What St. Paul says about us, that we fail at – “in humility count others more significant than yourself” – Jesus did it perfectly. He did it to count for you! For His sake, you’re considered by God to have never ever failed at this. These sins are forgiven. You’re innocent, holy. Not by doing it yourself, but since Jesus did it for you. It’s by faith in Him that you get the benefit of this.
But then He’s not done. God wants you to do these things too. He wants these works of love from you. It’s not optional. Faith in Christ, and works of love, go together. As you grow in faith, you should be growing in love.
So He inspires St. Paul to say that the way Jesus was in this, the “mind” or attitude He had, that’s actually what God says you can have, with His help. These works of love – to actually give “encouragement in Christ,” to actually give “affection and sympathy,” to “count others more significant than yourself,” to “look not only to [your] own interest, but to the interests of others,” God gives these to you to do, as fruits of faith, what faith produces.
This is so different from the way the world wants to produce love. In the world this is pretty much just “things you do.” But St. Paul points out here, in verses 12 and 13, that they’re not merely “things you do” but it’s actually about “what you are.”
He says: “It is God who works in you, both to will and to work for His good pleasure.” It’s about the will, your will. God the Holy Spirit is working all the time, unseen by you, unfelt by you. He’s using His Word on you. He changes your will so that instead of the stubborn, egotistical Old Adam running you, your will conforms to God’s will, you want what God wants.
He softens your heart, He gives you affections and feeling for others, He makes you to be of one mind. The word that’s translated “in full accord” means, literally, “together-souls.” You thought you were just coming to church; but He makes us a church, a communion of the Spirit, “together-souls.”

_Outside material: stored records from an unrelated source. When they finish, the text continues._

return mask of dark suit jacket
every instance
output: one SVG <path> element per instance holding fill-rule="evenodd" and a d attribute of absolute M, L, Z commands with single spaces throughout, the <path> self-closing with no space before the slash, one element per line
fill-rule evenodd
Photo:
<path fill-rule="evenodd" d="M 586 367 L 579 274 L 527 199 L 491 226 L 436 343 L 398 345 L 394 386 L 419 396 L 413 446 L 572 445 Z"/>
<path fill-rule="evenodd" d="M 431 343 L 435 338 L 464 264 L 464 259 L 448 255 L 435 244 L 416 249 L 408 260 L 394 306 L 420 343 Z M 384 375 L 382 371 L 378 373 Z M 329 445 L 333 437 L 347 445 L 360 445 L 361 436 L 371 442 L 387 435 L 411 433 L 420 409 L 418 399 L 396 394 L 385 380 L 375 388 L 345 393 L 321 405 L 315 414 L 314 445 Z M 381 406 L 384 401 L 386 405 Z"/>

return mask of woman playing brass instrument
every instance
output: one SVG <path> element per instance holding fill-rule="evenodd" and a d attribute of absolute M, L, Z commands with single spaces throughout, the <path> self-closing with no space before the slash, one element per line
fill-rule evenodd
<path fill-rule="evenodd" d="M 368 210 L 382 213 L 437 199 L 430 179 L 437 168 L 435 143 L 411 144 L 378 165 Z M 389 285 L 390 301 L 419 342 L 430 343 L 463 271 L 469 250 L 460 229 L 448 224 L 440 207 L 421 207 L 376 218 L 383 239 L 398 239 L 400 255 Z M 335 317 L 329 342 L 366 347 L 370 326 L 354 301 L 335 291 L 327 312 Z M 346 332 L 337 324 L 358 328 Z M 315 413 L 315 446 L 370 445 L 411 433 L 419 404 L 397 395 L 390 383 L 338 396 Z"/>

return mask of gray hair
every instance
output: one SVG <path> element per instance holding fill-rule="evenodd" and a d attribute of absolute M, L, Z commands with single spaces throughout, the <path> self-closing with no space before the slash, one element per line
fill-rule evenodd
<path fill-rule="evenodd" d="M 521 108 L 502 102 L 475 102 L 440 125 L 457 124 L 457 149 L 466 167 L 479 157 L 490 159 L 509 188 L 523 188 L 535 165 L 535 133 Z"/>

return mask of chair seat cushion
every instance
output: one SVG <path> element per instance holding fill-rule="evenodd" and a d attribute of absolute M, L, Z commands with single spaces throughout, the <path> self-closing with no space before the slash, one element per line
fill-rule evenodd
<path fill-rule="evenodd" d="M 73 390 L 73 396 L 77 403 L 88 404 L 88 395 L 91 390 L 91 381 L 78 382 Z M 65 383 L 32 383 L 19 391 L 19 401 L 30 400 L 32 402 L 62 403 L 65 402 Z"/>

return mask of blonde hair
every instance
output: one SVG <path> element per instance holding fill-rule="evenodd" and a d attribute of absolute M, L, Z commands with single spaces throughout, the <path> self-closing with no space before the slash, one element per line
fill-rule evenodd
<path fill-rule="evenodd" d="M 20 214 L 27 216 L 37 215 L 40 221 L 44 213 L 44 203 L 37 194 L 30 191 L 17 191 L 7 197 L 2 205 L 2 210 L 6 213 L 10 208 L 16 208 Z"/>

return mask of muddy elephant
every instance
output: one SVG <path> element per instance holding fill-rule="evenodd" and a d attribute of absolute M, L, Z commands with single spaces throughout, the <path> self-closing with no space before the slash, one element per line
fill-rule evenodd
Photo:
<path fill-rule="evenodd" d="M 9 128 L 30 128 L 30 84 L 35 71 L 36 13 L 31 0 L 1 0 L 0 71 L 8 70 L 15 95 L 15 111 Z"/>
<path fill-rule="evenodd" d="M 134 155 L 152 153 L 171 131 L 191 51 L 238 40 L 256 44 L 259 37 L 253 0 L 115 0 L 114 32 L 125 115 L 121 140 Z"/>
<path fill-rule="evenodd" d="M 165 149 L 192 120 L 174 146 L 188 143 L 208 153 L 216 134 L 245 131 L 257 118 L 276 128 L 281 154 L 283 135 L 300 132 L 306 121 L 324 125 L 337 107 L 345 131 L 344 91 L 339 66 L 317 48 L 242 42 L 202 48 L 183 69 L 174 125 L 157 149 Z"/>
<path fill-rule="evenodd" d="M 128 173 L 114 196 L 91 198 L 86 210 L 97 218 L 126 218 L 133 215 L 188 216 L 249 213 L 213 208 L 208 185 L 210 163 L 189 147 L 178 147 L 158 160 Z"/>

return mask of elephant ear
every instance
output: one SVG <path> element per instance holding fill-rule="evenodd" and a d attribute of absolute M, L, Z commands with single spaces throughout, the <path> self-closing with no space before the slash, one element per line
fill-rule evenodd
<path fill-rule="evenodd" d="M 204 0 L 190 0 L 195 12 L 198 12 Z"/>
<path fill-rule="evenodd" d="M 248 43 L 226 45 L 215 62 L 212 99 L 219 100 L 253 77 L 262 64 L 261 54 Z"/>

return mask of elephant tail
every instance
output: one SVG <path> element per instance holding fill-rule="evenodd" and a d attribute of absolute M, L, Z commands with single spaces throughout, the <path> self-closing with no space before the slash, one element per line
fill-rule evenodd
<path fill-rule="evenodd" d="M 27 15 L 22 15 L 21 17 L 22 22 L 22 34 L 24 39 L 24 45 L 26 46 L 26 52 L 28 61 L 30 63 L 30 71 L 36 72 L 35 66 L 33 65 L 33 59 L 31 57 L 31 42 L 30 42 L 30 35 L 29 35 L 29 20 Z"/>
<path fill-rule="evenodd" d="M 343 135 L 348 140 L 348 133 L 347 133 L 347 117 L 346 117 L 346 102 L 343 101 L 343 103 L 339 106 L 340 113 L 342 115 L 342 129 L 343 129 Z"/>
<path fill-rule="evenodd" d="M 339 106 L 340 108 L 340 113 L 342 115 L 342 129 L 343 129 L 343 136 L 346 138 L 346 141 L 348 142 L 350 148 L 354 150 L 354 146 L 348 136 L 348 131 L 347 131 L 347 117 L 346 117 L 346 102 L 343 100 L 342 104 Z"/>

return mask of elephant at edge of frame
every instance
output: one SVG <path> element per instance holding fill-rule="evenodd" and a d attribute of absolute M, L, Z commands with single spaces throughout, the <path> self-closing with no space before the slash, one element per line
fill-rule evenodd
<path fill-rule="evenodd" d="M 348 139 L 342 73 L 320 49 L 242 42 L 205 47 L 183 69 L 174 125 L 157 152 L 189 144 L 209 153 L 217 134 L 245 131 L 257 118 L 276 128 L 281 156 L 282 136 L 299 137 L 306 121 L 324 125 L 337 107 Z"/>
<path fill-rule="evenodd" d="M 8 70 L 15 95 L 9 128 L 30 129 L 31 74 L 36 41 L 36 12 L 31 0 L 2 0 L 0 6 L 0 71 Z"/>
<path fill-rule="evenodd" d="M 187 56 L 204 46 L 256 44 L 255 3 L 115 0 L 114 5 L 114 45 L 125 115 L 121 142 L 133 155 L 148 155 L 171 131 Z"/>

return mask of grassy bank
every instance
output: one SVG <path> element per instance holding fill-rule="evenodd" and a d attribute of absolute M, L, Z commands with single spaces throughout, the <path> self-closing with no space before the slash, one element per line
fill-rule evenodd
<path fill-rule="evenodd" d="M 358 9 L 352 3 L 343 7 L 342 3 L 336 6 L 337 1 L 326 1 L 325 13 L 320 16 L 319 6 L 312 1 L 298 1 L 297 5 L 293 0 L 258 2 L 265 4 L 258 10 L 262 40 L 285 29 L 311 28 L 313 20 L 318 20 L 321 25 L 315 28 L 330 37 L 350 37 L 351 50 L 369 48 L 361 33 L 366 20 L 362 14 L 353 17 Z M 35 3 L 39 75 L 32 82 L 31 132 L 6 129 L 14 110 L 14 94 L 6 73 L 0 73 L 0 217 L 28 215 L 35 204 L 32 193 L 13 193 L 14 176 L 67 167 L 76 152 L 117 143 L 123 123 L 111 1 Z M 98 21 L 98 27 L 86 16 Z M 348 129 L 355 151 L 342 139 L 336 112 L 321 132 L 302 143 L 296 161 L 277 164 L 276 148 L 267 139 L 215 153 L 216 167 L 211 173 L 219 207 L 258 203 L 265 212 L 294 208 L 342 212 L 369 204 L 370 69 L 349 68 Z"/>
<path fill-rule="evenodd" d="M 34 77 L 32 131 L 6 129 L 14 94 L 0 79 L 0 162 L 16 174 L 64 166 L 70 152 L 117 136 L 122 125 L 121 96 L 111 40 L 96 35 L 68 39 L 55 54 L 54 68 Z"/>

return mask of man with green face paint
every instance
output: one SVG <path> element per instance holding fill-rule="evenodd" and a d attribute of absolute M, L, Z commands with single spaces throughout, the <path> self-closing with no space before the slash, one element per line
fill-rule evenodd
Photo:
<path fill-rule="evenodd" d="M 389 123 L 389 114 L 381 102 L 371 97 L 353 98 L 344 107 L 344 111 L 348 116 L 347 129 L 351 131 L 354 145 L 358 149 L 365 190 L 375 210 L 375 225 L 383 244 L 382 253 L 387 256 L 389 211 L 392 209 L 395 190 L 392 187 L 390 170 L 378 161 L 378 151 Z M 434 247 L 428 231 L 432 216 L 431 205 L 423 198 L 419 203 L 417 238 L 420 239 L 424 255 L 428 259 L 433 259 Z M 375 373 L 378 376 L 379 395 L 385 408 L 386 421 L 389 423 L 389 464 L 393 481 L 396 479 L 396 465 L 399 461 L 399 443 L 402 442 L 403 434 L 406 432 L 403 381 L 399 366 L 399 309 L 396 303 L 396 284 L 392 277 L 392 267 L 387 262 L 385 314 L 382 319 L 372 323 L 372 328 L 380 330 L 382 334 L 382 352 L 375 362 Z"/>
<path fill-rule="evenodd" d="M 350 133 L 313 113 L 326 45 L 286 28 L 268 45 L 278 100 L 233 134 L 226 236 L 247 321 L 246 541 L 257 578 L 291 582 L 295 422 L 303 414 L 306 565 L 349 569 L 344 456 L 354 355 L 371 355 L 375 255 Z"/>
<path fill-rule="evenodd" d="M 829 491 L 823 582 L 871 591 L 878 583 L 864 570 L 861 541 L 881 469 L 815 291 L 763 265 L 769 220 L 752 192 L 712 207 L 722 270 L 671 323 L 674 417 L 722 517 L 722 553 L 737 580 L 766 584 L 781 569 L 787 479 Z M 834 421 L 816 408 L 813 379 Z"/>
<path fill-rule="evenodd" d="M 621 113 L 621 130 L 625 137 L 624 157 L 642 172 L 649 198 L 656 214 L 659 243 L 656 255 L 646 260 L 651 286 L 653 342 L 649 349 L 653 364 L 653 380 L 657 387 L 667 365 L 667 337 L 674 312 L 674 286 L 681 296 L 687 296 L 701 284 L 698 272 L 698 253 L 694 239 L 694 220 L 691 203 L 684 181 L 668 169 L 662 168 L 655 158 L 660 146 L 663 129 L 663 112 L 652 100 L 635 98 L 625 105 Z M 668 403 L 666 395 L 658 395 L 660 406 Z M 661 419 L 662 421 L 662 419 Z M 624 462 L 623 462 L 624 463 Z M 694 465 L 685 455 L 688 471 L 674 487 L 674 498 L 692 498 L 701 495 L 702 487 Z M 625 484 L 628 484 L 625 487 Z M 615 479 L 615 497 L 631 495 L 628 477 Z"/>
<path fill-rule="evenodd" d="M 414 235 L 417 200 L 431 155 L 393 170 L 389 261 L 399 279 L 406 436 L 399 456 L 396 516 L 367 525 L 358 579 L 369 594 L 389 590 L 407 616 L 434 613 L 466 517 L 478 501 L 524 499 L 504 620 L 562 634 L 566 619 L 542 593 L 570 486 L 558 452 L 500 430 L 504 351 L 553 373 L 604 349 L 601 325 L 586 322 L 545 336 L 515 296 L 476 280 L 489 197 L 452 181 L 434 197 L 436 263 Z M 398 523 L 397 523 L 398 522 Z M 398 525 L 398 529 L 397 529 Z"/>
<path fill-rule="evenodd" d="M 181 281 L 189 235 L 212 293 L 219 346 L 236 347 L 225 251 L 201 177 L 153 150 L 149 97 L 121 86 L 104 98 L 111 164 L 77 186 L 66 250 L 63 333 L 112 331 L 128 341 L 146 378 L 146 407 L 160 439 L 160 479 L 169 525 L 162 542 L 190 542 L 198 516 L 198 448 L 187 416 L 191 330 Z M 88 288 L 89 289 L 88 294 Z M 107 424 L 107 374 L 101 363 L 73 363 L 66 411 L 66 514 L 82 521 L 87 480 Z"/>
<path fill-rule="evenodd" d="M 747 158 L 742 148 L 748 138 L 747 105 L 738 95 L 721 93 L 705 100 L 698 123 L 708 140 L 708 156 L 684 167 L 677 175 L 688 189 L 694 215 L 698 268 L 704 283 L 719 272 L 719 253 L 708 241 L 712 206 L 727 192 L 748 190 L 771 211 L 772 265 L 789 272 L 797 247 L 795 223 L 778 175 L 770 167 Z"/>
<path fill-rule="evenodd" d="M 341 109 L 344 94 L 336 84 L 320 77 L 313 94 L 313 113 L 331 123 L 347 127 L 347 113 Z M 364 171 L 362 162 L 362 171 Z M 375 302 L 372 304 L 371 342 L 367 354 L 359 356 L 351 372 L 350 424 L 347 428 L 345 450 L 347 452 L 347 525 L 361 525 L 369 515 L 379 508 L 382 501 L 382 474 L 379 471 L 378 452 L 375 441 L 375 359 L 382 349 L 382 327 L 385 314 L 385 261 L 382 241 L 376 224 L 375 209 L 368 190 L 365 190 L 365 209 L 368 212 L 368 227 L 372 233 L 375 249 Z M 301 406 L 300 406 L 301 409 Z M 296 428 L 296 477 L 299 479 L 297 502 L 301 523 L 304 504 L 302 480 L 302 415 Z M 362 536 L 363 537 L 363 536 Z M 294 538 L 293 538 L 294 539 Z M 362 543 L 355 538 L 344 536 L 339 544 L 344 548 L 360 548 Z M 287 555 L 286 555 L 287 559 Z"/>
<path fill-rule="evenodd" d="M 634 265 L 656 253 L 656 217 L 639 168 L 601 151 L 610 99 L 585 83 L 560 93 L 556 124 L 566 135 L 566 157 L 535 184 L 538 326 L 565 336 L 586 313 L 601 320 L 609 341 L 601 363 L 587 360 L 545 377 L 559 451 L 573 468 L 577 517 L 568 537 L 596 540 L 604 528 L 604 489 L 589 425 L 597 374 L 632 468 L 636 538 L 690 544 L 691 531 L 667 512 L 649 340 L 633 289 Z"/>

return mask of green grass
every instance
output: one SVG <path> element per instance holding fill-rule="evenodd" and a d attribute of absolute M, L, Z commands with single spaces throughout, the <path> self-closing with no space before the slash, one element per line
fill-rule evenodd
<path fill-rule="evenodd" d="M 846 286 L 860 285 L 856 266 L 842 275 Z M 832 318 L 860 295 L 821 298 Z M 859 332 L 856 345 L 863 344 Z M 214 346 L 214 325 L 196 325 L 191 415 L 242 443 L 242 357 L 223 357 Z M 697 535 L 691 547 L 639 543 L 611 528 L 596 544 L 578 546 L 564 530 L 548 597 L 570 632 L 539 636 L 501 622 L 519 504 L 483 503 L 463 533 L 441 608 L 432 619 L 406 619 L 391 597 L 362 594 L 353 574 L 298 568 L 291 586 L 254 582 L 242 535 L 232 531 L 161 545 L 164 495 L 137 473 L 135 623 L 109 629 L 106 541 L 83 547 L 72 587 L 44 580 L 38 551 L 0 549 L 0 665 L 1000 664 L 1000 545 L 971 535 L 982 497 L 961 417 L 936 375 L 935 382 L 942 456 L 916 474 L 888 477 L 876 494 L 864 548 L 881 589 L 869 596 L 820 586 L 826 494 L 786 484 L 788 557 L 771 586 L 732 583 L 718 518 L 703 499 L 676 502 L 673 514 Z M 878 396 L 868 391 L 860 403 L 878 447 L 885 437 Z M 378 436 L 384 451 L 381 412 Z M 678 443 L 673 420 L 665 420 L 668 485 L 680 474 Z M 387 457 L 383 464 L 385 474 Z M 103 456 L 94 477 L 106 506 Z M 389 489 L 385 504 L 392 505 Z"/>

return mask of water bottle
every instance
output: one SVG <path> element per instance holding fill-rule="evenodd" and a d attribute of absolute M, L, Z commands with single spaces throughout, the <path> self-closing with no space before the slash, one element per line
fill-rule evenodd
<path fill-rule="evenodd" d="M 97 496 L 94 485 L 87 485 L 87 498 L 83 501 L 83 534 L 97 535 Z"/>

Doing these works of love is a secondary way to have a good conscience. The first way is that Christ gives you a clean conscience, in His Word and in His Supper. He washes you clean. The second way is that you do His will, with His help. You can sleep well, because you know you’re doing what God wants. Your will conforms to His will. It’s the Holy Spirit who does this.
It’s not a little thing. St. Paul says you are “blameless and innocent, children of God without blemish in the midst of a crooked and twisted generation, among whom you shine as lights in the world.” You may go unnoticed here but you shine with the glory God gives you.
We can take joy in this, as we will in heaven. Rejoice in life lived for others, produced by the Holy Spirit, who makes us “together-souls” in Christ. Amen!